# Halogen work light?



## dennis (Mar 1, 2004)

Has anybody ever tried using a halogen work light for lighting an aqaurium. I have seem them from 75watt to 500watt. They seem to be the double ended bulb and what really got me thinking was the reflector they come with. Looks just like what you see advertised in the catalogs. The only thing I wonder about them is the K rating of the bulb. I was considering somehting like this for a 10 gallon aquarium. I have seen them at Sears for 15-20 dollars. I can't buy a ballast for 3-4 NO florescents for thatprice, let alone the tubes.

Tell me what you think of this idea. I figure it would have to be slightly raised from the top of hte tank to get good coverave but with 75+watts over a 10 gallon 8) THink it would work?


----------



## HanshaSuro (Jun 22, 2004)

I put a halogen desk lamp over a truely tiny tank (~3gals) and had decent results with it. If my memory serves me correctly, however, information I've read said that the spectrum produced by halogen is less than ideal.

Your milage my vary


----------



## bharada (Apr 17, 2004)

All the halogen lights I've seen have had a strong yellow/orange cast to them. So while it might produce adequate plant growth, it probably wouldn't be the most asthetically pleasing to look at.


----------



## gpodio (Feb 4, 2004)

They seem to work however do cause more heat than other options.

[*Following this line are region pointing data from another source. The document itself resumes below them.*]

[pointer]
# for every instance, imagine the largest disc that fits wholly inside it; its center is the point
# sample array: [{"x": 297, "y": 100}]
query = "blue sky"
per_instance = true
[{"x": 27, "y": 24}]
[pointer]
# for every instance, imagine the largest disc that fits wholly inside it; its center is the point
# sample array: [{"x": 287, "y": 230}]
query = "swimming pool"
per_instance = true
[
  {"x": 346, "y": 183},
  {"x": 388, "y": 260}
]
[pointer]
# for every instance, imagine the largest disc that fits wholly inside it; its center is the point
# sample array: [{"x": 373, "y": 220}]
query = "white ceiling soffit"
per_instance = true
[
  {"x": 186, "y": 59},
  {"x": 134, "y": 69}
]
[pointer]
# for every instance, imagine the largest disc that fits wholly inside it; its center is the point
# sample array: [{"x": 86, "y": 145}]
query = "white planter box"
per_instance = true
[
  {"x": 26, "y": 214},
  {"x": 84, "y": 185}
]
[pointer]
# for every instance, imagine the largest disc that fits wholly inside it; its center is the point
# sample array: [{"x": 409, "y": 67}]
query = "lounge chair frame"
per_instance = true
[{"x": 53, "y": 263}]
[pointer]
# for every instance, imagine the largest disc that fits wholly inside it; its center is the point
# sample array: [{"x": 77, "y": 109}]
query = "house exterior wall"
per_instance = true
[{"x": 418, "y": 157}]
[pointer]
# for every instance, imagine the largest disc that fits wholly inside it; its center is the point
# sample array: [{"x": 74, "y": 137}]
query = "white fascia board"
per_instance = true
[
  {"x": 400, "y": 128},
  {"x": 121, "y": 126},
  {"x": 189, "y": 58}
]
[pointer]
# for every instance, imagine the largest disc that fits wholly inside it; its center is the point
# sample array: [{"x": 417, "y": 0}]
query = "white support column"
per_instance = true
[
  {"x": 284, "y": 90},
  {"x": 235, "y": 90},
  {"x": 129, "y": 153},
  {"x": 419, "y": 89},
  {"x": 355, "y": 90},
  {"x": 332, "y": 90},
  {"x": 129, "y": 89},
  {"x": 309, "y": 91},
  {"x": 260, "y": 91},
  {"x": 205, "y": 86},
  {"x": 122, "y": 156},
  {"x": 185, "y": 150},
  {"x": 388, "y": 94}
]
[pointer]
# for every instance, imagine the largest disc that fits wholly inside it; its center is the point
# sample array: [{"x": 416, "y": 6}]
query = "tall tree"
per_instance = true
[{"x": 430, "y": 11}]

If I recall some of Amano's nano tanks use halogen pendants.

Giancarlo Podio


----------



## IUnknown (Feb 24, 2004)

Read through this,
http://www.nano-reef.com/forums/showthread.php?s=&threadid=16346
I think you would have to switch out the bulb to a AB 70W 6500K or similar.


----------



## gpodio (Feb 4, 2004)

IUnknown said:


> Read through this,
> http://www.nano-reef.com/forums/showthread.php?s=&threadid=16346
> I think you would have to switch out the bulb to a AB 70W 6500K or similar.


That's a great retrofit however it's not halogen, they are just using the metal case and converting it to MH by changing bulb and ballast.

Here's a similar retrofit from another HomeDepot fixture:
http://www.freewebs.com/smaugs_reef/index.htm

Giancarlo Podio


----------



## aquaverde (Feb 9, 2004)

Halogen just is too inefficient, creates too much heat. And that makes it unsuitable when compared to more generally accepted solutions IMO.


----------



## dennis (Mar 1, 2004)

What about this idea. You could just get the 55 or 65 watt quad bulb and a work horse ballast or by the whole light.


----------



## gpodio (Feb 4, 2004)

HD had a really good deal a few months back on those flouro work lights, they were all gone by the time I got there though :-(

Giancarlo Podio


----------